Like GDPR, CCPA gives residents in its jurisdiction several rights over their personal data. In CCPA’s case, there is the right to know what personal data is being collected about them, whether it is being sold and to whom, and to block its sale, as well as access and deletion rights. The regulation also includes the right not to be discriminated against based on data privacy decisions, which may or may not prevent businesses from using terms of service to obtain consent to sell user data.
Companies that make more than $25 million annually, that make more than half of their revenue selling user data, or hold identifying data for fifty thousand or more people, households, or devices are required to abide by CCPA regulations. In the event of a data breach, they could be fined up to $2,500 per violation, assuming the violation lacks intent, and also could potentially be sued for damages by individuals.
A fair degree of uncertainty also remains around CCPA, according to Harding. “There are a lot of interesting grey areas when it comes to the rights. The devil’s going to be in the details as a lot of these things get lobbied, litigated, and amended.”
Interest in amendments to CCPA is starting to percolate, but as that happens, 14 other states around the country are considering their own legislation along the same lines.
“Each one of these states is going to have its own level of regulation,” Harding warns. “There will be commonalities and similarities, but every one will be different.”
Companies that are not in the identity management business will have trouble meeting the many different sets of regulatory requirements, he says. If they are subject to major fines in each state, then a data breach, which is already potentially ruinous for many companies, could become a common route to bankruptcy.
In response, business will seek to limit their exposure in various ways. “The first thing is they’re going to start doing, and we’re already starting to see it, is they’re going to push liability off onto somebody else,” Harding explains. “Either a company that is willing to assume, or, as in many cases, they push it off to the consumer themselves.”
This creates a potentially enormous opportunity for companies like ImageWare. Harding believes the ‘biometric anonymity’ enabled by the company’s proprietary database system provides a way to achieve the robustness of authentication necessary to prevent enterprise hacks, which are mostly password-based, while meeting the requirements of CCPA.

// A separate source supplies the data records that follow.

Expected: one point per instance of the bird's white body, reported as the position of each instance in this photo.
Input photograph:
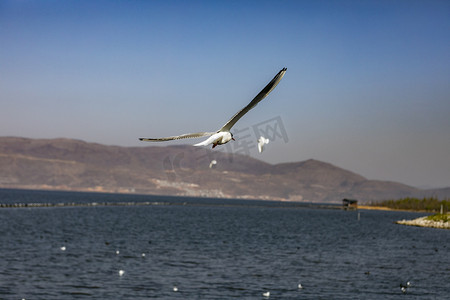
(223, 135)
(219, 138)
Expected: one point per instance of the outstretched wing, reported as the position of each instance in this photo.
(265, 91)
(177, 137)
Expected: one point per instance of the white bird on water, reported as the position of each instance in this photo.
(261, 142)
(223, 135)
(212, 164)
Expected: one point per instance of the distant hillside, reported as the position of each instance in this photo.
(66, 164)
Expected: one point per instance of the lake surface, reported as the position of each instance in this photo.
(212, 249)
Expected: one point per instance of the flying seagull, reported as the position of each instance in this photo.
(223, 135)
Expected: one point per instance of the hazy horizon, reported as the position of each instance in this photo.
(366, 87)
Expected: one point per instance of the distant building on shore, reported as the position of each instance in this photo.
(349, 204)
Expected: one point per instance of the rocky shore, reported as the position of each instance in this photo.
(424, 222)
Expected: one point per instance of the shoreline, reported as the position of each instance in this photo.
(423, 222)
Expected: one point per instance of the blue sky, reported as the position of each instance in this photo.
(367, 86)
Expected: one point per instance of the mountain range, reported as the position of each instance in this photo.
(67, 164)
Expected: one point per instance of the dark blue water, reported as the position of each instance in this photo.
(213, 251)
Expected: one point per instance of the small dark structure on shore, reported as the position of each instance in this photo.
(349, 204)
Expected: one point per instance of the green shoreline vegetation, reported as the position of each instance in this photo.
(427, 204)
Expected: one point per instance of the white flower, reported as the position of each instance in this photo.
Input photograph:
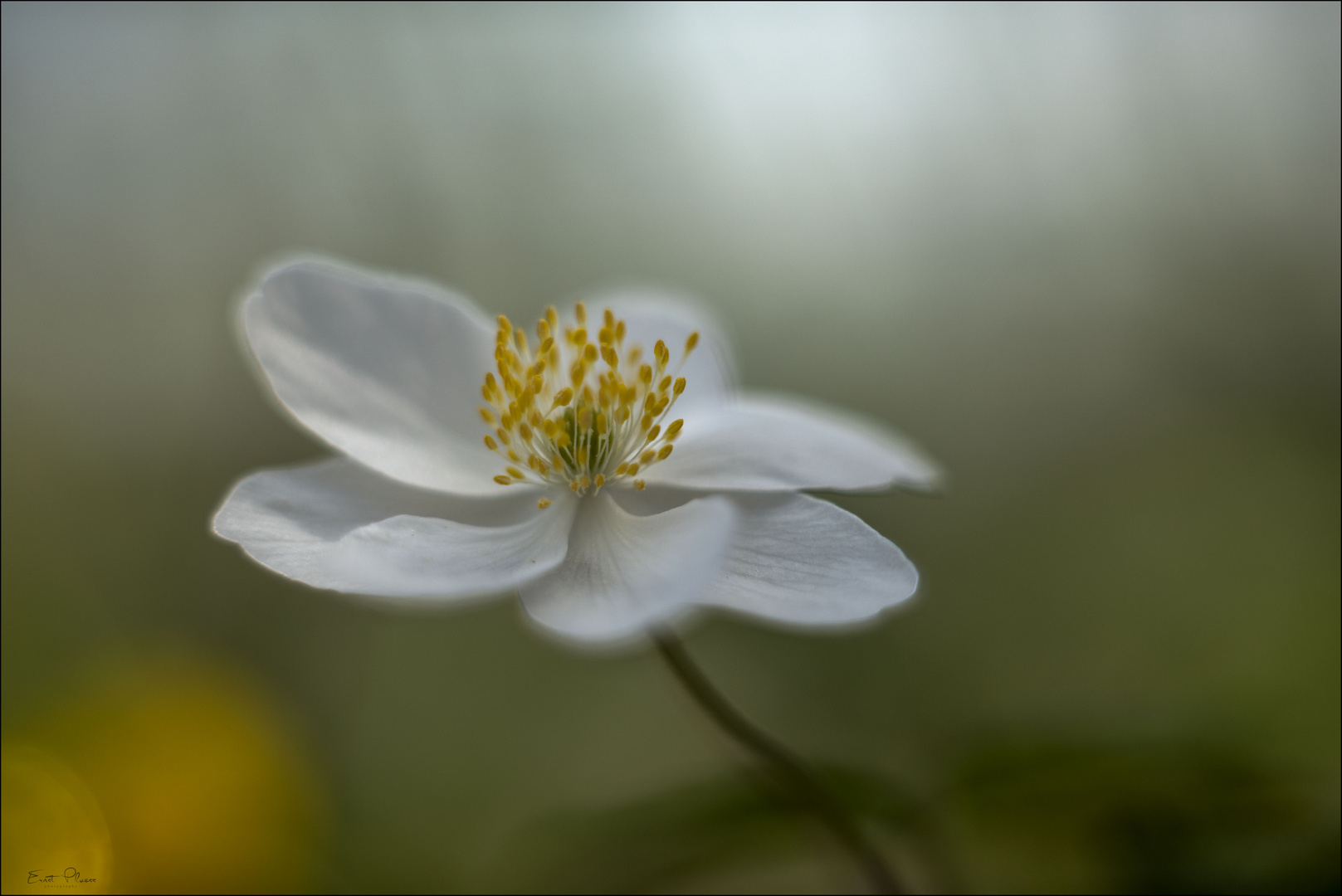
(552, 485)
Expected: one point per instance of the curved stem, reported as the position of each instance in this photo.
(789, 770)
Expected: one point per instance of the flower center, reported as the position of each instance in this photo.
(576, 411)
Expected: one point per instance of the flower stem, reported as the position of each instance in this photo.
(784, 766)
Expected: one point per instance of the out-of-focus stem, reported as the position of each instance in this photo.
(781, 763)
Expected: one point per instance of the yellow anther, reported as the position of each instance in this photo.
(608, 424)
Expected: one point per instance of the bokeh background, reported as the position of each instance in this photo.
(1086, 255)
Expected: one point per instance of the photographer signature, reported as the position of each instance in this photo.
(67, 876)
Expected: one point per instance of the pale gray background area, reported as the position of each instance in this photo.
(1085, 255)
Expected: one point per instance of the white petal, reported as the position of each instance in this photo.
(650, 315)
(798, 560)
(341, 526)
(387, 371)
(624, 573)
(774, 444)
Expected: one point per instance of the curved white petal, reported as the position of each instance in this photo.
(387, 371)
(764, 443)
(624, 573)
(803, 561)
(341, 526)
(650, 315)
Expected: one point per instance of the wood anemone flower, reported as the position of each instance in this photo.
(613, 482)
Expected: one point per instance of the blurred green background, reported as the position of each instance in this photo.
(1087, 256)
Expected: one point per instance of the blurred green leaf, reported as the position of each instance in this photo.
(697, 829)
(1154, 819)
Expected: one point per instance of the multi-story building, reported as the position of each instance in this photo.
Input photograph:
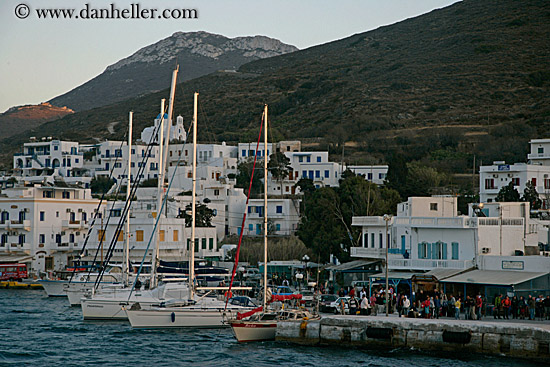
(283, 216)
(375, 174)
(493, 178)
(47, 223)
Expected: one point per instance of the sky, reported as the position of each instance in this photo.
(43, 58)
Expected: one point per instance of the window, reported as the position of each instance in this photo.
(139, 235)
(454, 250)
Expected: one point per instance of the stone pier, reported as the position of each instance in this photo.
(521, 340)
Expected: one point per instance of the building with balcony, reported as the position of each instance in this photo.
(493, 178)
(49, 224)
(374, 174)
(283, 216)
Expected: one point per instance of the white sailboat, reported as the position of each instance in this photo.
(193, 311)
(262, 325)
(107, 303)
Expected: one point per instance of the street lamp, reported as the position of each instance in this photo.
(305, 259)
(299, 278)
(387, 218)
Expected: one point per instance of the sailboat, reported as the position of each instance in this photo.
(106, 304)
(260, 324)
(194, 311)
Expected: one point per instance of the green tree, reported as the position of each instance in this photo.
(279, 167)
(245, 172)
(203, 216)
(508, 193)
(101, 184)
(531, 195)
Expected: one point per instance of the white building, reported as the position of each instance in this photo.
(47, 223)
(429, 230)
(493, 178)
(177, 131)
(283, 216)
(375, 174)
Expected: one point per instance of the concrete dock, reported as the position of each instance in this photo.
(522, 340)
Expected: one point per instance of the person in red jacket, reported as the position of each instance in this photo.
(506, 304)
(479, 305)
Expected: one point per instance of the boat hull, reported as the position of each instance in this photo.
(167, 318)
(249, 331)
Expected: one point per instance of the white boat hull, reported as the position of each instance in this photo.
(169, 318)
(248, 331)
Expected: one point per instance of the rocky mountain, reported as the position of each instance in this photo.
(149, 69)
(469, 80)
(21, 118)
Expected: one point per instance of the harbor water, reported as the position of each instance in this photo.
(39, 331)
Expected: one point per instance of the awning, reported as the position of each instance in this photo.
(441, 274)
(395, 275)
(494, 277)
(346, 267)
(15, 258)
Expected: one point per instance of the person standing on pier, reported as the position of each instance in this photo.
(479, 305)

“Being able to separate the biometrics away from any other personally identifiable information but still authenticate an identity on demand,” is the key, according to Harding.
Centralizing information is what systems engineers have been taught to do throughout the history of databases, he notes, but cybercrime and data breaches have made this practice untenable. They have also made passwords untenable, as compromised or weak credentials continue to get the blame for 80 percent of data breaches, and companies will soon face penalties in a growing number of jurisdictions, even for a single incident.

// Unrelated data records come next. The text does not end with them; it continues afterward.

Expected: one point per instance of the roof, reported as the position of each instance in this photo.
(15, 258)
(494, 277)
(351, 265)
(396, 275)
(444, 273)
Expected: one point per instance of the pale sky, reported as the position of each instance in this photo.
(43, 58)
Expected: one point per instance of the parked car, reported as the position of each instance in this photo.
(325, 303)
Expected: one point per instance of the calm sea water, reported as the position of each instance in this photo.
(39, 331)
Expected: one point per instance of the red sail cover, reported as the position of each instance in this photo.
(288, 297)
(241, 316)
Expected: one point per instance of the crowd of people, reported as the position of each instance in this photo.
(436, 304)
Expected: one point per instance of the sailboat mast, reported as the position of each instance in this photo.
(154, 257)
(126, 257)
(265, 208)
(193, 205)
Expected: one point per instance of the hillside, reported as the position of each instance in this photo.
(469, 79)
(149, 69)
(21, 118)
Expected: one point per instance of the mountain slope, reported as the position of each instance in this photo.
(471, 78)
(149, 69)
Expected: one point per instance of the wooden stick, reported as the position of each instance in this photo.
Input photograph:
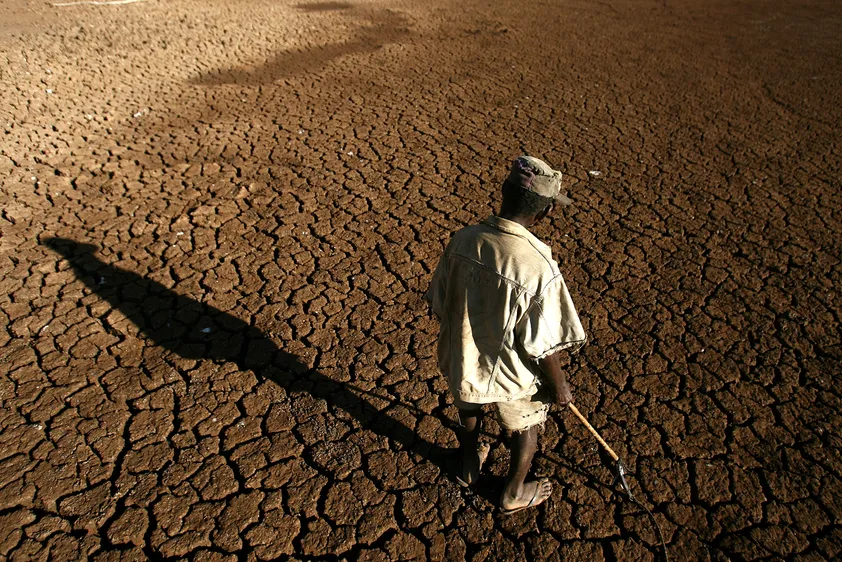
(592, 430)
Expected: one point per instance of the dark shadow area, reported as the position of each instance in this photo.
(323, 6)
(381, 28)
(194, 330)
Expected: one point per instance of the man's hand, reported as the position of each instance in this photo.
(559, 389)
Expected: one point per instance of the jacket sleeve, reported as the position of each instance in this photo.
(550, 322)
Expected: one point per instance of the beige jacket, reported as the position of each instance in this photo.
(503, 305)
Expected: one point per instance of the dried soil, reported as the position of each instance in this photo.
(217, 220)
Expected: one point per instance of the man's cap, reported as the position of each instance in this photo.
(536, 176)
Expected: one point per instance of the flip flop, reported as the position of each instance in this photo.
(532, 503)
(482, 452)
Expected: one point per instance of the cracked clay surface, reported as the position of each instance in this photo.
(217, 220)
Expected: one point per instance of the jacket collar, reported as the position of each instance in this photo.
(511, 227)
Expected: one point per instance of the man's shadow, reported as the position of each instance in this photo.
(194, 330)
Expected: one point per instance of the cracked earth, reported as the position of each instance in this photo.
(218, 219)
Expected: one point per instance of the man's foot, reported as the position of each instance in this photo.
(534, 493)
(471, 464)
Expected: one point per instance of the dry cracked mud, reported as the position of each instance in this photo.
(218, 218)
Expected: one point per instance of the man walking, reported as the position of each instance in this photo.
(505, 315)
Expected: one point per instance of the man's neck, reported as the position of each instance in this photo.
(526, 222)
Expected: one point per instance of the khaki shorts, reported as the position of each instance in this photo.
(514, 415)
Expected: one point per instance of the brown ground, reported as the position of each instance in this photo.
(218, 218)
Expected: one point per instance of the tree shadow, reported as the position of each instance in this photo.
(381, 28)
(194, 330)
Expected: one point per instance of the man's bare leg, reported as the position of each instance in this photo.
(471, 455)
(517, 493)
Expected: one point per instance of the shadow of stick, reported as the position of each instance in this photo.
(179, 324)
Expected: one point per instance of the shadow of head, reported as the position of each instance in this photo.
(179, 323)
(69, 248)
(195, 330)
(374, 29)
(323, 6)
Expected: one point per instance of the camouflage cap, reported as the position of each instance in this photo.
(536, 176)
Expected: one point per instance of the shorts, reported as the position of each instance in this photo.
(514, 415)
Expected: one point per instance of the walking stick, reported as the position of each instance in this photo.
(621, 473)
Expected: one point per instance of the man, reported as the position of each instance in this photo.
(505, 316)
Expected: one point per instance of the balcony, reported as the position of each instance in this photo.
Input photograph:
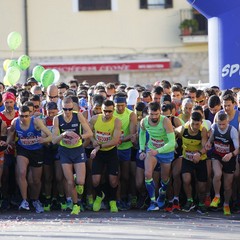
(197, 26)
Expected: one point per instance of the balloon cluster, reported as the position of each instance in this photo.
(13, 67)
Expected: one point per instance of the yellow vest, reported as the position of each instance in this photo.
(103, 131)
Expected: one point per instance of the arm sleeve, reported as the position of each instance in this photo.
(168, 147)
(142, 139)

This is what makes CCPA such a golden opportunity for biometrics service providers, and in particular those that can properly secure and segment data, Harding argues.
“When you look at what is going to be required in the future, you’re going to have to know the identity of the person accessing your corporate assets,” he states. “Whether that be logging into your retail website, whether you’re a supplier that goes through some sort of supply side interface to figure out a bill of materials, or whether that be an employee who accesses the network. All of that comes down to you have to know who the person is, but you have to do it in a way that protects you from a liability perspective that the wrong person isn’t going to get into the system. So biometrics, for example, are a good way to make sure you’ve got the right person, and then you’ve got to make sure that those biometrics aren’t compromised.”
Biometrics still need to be “situational, environmental, and personal,” but the conditions are finally right for the right kind of biometrics to be adopted far and wide.
“It takes, in my opinion, something like CCPA,” Harding says. “I see that as the first domino. This will actually create a revolution. One of the biggest reasons for that is it’s not just going to be California, and the Federal government has failed to put any guidelines around this.”
Harding says CCPA is “rolling like a freight train” that will likely crush some unprepared companies. To get prepared, a wave of businesses will implement compliance-focussed logical access system upgrades.
“You’re going to start seeing a revolution of adoption,” he thinks. “I have waited 14 years to see this happen, and it’s going to be one of those overnight things. I never thought it would be State level regulation that would usher in the requirement for people to put in stronger authentication, but I think that’s exactly what’s happening.”